Planning New Teacher Professional Development is one of my favorite parts of my job. I also love presenting it with our team. The major topics we cover with new teachers are: Strategic Teaching, classroom management, Quality Questioning, and differentiation. Our goal is for teachers to use these research-based practices. Strategic Teaching functions within the framework of a before activity to activate prior knowledge about a concept, a during activity to teach a concept and allow students to practice the skills associated with it, and an after activity for students to reflect on their learning. The strategies support students in each phase of their learning, so students transfer their learning into their long-term memory. Madison City Schools expects teachers to follow the standards for each content outlined by the Alabama State Department of Education. In doing so, their lessons guide students to know information and to apply skills they learn in real-world settings.

Our classroom management session focuses on the value of building relationships with their students and developing structures for their classrooms to foster a positive classroom culture.

Deeper, lasting learning is achieved through the variety of questions that teachers ask. Our emphasis on Quality Questioning comes from the book, Quality Questioning: Research-Based Practice to Engage Every Learner by Drs. Jackie Walsh and Beth Sattes. We expose new teachers to the numerous types of questions and when each type is best used in a lesson.

The last session helps teachers build skills in differentiation. Each classroom is made up of unique students with varied backgrounds, experiences, and ability levels, so it is essential that teachers are able to meet each person where they are in their understanding of a concept or skill.


Peggy (During):

The first two sessions (strategic teaching and classroom management) were held at central office. Teachers had the opportunity to collaborate with other colleagues who have the same subject content. This allowed the specialists to tailor the PD sessions to the learning and use multiple strategies to present information. Throughout the Strategic Teaching session, the strategies clock appointment, turn and talk, collaborative groups, jigsaw, and two-note column notetaking were modeled. Videos of our own Melanie Turner and Dr. Ambra Hamilton using strategies were shown as the teachers used two-column notetaking strategies as they watched. Using a strategy while learning strategies, is so fun!
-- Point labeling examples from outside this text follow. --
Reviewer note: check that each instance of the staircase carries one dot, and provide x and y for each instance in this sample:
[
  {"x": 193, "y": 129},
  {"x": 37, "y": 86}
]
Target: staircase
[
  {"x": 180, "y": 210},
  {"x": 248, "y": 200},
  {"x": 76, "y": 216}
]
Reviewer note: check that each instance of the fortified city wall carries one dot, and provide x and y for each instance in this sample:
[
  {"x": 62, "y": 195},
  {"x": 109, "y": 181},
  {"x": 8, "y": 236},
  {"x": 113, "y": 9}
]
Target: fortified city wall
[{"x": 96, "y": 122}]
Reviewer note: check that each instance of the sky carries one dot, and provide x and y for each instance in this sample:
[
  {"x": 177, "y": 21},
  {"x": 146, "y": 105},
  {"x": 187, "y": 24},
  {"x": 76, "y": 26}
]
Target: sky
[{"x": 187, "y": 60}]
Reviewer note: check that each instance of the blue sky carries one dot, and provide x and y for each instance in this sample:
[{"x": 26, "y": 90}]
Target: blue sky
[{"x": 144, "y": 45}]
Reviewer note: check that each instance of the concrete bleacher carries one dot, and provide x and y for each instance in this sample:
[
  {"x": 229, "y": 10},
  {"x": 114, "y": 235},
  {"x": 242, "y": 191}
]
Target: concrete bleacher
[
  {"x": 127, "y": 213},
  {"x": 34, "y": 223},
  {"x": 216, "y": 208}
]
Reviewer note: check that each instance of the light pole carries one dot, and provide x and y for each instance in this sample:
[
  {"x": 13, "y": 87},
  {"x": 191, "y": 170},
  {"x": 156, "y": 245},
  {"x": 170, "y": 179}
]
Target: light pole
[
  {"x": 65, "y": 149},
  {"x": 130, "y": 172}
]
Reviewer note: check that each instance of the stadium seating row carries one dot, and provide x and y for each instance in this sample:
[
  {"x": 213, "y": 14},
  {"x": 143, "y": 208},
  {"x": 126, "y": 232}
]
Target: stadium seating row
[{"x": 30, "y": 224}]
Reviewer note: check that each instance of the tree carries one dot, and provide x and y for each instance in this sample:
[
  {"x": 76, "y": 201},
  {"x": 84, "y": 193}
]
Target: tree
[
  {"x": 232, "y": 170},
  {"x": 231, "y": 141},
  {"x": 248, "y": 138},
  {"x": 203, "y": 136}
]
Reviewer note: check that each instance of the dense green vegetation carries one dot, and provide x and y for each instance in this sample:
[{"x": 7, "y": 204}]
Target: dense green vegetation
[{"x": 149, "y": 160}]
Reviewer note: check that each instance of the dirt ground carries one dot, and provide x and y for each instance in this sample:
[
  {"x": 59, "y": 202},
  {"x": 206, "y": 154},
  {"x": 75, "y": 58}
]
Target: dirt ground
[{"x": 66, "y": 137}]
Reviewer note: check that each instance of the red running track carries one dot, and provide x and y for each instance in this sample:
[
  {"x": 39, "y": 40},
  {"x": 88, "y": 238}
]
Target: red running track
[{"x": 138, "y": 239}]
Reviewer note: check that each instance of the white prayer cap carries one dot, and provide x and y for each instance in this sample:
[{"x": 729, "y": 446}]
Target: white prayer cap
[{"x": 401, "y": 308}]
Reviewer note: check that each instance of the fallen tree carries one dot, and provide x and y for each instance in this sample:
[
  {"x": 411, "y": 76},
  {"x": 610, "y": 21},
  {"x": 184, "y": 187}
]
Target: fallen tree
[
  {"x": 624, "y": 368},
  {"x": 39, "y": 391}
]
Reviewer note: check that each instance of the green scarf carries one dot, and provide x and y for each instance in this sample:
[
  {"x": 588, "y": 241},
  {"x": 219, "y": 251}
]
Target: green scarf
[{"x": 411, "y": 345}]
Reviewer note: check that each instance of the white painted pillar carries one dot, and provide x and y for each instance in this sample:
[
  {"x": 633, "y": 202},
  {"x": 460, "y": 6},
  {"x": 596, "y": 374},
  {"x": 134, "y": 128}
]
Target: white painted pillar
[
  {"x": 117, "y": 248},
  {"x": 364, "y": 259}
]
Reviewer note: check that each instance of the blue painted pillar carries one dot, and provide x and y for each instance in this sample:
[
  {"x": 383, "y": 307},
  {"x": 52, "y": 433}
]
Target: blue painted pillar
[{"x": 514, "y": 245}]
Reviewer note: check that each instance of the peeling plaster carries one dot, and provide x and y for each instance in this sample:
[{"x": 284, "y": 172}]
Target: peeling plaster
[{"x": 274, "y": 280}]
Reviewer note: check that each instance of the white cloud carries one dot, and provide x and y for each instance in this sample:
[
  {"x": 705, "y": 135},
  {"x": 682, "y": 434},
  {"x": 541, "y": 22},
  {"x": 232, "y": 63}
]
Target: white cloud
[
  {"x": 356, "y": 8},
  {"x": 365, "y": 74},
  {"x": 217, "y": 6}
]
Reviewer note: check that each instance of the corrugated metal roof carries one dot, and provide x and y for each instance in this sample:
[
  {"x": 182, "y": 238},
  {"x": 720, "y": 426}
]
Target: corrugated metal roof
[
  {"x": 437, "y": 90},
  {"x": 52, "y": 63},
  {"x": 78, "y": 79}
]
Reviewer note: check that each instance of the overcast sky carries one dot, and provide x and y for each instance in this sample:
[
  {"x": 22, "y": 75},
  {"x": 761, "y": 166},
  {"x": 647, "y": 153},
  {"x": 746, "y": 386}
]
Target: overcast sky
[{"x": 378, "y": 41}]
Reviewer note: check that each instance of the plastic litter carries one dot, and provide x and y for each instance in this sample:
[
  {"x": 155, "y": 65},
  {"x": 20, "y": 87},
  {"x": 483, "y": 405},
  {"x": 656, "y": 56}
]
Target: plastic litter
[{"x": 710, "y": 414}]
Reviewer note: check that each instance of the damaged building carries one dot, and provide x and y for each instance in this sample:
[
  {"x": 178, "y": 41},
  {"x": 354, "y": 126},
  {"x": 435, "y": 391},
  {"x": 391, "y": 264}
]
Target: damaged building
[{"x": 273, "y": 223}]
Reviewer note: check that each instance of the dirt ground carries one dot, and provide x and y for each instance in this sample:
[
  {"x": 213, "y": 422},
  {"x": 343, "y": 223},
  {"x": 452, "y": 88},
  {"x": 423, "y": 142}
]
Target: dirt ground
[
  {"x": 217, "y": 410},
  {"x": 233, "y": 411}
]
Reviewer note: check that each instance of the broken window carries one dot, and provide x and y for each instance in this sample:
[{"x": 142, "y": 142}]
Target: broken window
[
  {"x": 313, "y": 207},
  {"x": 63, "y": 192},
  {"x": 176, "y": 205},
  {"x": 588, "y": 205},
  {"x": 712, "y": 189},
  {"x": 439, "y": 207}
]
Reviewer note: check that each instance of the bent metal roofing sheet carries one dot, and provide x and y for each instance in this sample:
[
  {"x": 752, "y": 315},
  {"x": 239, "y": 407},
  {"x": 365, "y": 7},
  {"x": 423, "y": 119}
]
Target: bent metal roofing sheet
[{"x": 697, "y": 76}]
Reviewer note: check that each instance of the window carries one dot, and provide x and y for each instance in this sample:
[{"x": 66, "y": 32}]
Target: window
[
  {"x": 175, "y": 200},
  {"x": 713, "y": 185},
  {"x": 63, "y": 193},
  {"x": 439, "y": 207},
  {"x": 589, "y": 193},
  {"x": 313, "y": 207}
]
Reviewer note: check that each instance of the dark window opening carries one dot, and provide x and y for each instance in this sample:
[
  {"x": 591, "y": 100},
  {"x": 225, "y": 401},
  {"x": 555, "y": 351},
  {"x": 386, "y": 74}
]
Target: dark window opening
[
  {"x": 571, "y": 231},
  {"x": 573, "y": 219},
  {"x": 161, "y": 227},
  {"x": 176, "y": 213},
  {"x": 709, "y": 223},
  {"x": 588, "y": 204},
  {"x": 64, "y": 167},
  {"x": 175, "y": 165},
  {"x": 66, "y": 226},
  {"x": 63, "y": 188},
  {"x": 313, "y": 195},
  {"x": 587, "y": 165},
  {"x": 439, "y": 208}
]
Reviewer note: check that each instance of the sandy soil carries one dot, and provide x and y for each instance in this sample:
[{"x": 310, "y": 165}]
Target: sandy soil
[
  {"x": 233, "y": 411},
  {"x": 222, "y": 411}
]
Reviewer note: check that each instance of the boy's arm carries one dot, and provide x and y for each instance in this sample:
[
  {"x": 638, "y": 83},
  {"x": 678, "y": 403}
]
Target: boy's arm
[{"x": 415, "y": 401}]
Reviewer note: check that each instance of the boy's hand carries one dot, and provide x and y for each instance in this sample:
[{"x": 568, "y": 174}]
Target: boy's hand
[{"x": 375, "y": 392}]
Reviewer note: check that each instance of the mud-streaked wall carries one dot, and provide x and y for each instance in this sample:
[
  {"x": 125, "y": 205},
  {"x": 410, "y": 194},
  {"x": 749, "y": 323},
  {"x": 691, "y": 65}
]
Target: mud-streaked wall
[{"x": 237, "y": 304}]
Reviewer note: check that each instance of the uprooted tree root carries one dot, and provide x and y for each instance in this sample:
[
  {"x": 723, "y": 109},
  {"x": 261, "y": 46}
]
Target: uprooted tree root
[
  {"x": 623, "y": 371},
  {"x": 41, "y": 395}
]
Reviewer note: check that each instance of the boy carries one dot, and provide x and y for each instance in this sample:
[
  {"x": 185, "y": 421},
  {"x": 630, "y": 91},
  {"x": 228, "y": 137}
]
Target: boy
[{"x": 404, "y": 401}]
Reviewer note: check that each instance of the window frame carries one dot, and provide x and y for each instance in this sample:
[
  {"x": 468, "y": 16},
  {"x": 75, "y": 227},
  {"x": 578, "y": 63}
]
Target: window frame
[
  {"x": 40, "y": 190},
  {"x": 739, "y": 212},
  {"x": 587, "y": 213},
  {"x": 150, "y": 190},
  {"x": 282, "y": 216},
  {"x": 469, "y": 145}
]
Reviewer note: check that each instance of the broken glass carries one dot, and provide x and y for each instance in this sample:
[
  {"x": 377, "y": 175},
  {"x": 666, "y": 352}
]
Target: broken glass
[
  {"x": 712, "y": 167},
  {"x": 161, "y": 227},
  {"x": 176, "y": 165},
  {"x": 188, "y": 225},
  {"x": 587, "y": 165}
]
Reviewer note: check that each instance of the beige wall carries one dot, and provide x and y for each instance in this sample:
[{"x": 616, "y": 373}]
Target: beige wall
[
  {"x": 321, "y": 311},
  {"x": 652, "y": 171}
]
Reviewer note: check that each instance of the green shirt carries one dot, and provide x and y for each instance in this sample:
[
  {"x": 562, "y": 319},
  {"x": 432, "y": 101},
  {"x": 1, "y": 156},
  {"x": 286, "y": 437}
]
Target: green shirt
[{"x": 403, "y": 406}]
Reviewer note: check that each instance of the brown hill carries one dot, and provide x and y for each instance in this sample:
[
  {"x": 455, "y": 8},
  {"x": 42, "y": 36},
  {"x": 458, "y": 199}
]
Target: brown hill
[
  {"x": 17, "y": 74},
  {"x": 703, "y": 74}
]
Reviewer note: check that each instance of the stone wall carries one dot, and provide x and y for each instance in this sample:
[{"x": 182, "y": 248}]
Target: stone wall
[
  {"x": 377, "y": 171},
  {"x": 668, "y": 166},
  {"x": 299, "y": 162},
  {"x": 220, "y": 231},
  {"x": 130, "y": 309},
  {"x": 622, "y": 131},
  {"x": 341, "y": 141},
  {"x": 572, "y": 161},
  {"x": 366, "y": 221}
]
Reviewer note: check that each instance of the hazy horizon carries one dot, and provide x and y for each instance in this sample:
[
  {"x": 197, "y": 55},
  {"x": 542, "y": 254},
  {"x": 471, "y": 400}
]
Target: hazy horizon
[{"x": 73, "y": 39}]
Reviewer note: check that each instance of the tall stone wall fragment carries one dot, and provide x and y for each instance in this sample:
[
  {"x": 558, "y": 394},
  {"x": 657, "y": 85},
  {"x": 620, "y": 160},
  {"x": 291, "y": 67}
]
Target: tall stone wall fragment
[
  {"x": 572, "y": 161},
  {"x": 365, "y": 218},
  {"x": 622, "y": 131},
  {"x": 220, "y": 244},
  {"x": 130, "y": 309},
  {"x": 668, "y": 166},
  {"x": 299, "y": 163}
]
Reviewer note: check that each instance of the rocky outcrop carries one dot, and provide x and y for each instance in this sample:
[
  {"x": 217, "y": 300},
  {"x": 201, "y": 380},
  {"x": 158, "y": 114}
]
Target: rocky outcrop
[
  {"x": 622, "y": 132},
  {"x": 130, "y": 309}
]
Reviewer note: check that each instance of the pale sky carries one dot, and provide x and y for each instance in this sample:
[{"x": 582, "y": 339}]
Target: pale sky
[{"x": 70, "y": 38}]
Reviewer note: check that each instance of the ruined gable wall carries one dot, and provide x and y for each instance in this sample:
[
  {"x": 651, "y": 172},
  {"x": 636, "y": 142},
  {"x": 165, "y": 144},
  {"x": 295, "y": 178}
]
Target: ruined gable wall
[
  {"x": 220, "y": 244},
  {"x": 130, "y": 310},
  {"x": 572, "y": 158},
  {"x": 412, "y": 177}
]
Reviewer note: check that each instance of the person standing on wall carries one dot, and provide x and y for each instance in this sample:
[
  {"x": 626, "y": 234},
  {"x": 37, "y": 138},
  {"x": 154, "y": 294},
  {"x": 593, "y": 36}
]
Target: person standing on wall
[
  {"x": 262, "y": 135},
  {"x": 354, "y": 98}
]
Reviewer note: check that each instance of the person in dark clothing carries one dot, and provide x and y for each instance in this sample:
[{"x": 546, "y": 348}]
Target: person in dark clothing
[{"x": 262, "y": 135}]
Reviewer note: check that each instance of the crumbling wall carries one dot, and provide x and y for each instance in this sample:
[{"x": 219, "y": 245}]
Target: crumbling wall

During the segment when classroom management was discussed, the strategies used were parking lot, turn and talk, and anchor charts. We introduced several scenarios that are management issues and then the teachers were given time to create an anchor chart for a particular scenario of their choosing. The days were very active with lots of discussion and movement.

For the last two sessions on Quality Questioning and differentiation, specialists led sessions at each school. Again, learning was achieved through modeled strategies and teachers had the opportunity for workshop time to develop applications for their students to use the next day in their classes.

One of the best things to observe at these sessions was the deep conversations the specialists watched take place among the teachers. It was neat to hear teachers talk about their students and the joy they experienced when they were able to teach them something new.


Russel (After):

Since we were able to have intentional, collaborative conversations with our new teachers, a handful of the teachers wanted to work together to integrate technology into their lessons after learning about new teaching strategies. They wanted a way to engage their students at different times in a lesson, and technology can be a great vehicle to increase student engagement. Anytime our teachers are planning with technology in mind, we always try to think of what the student is doing with the technology. Seeing students as creators or producers not only cultivates interest and engagement, but it also gives them ownership of their learning. So, teachers worked hard to create activities where students could design, build, explore, or display their learning through various tech tools that fit under our spring focus of quality questioning and tiered instruction.


Madison City Schools is fortunate to have such knowledgable, caring, committed teachers join our school faculties each year. They invest themselves in the lives of our students to help each one reach their fullest potential, and we are eager to support them in this process.